Georgia Halts Executions Over Problems With Lethal Injection Drug

Georgia Halts Executions Over Problems With Lethal Injection Drug
FILE - This Oct. 24, 2001 file photo shows the death chamber at the state prison in Jackson, Ga. The state of Georgia plans to use a compounding pharmacy to get the drug needed for an execution scheduled for next week. A Department of Corrections spokeswoman on Thursday, July 11, 2013 confirmed that the state will get pentobarbital from a compounding pharmacy for the execution of Warren Lee Hill, which is set for Monday, July 15. (AP Photo/Ric Feld, File)
FILE - This Oct. 24, 2001 file photo shows the death chamber at the state prison in Jackson, Ga. The state of Georgia plans to use a compounding pharmacy to get the drug needed for an execution scheduled for next week.

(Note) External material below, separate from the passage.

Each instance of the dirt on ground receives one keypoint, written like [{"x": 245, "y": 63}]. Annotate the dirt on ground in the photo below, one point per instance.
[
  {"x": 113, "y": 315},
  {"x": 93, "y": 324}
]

A Department of Corrections spokeswoman on Thursday, July 11, 2013 confirmed that the state will get pentobarbital from a compounding pharmacy for the execution of Warren Lee Hill, which is set for Monday, July 15. (AP Photo/Ric Feld, File)

Georgia has halted all executions for death row inmates in the state due to concerns over the lone drug used in its lethal injection protocol.

"Out of an abundance of caution, the scheduled executions of Kelly Renee Gissendaner and Brian Keith Terrell, have been postponed while an analysis is conducted of the drugs planned for use in last night's scheduled execution of inmate Gissendaner," the Georgia Department of Corrections said in a statement issued Tuesday.

Less than half a day earlier, Gissendaner, the only woman on Georgia's death row, had been scheduled for a 7 p.m. execution by lethal injection. But more than two hours after the deadline, prison officials finally emerged to say the execution had been delayed because the drug, pentobarbital, appeared cloudy.

"Postponed. No questions," was the statement given by the Georgia DOC late Monday, according to Atlanta news station WXIA.

DOC officials did not immediately return The Huffington Post's requests for further information following Tuesday's statement.

Pharmaceuticals like pentobarbital are typically marked with a shelf life that's determined by the manufacturer. Cloudiness in a drug can indicate that precipitation -- or solids settling in the solution -- has occurred, or that the drug has reacted with another chemical.

"[Cloudiness] is not something that you want to see," Michael Gabay, director of the Drug Information Group at the University of Illinois at Chicago, told HuffPost. He said if a cloudy drug is infused and not filtered out, it can have dangerous consequences.

"A pharmacy would never use it," Gabay said of a cloudy formula. "They would throw the bag out."

This isn't the first time Georgia's lethal injection drugs have been called into question.

The Drug Enforcement Administration previously seized Georgia's supply of sodium thiopental in March 2011 over questions about how it was being imported. Sodium thiopental was the most commonly used drug for U.S. executions until the European manufacturers began to cut off the supply in protest around 2011, causing states to scramble to find alternatives.

At the time, Georgia death row inmates argued that the drug was counterfeit or expired; their lawyers claimed the state bought its supply from a pharmaceutical company that "operated in the back of a storefront driving school in London," the Atlanta Journal-Constitution reported in 2011.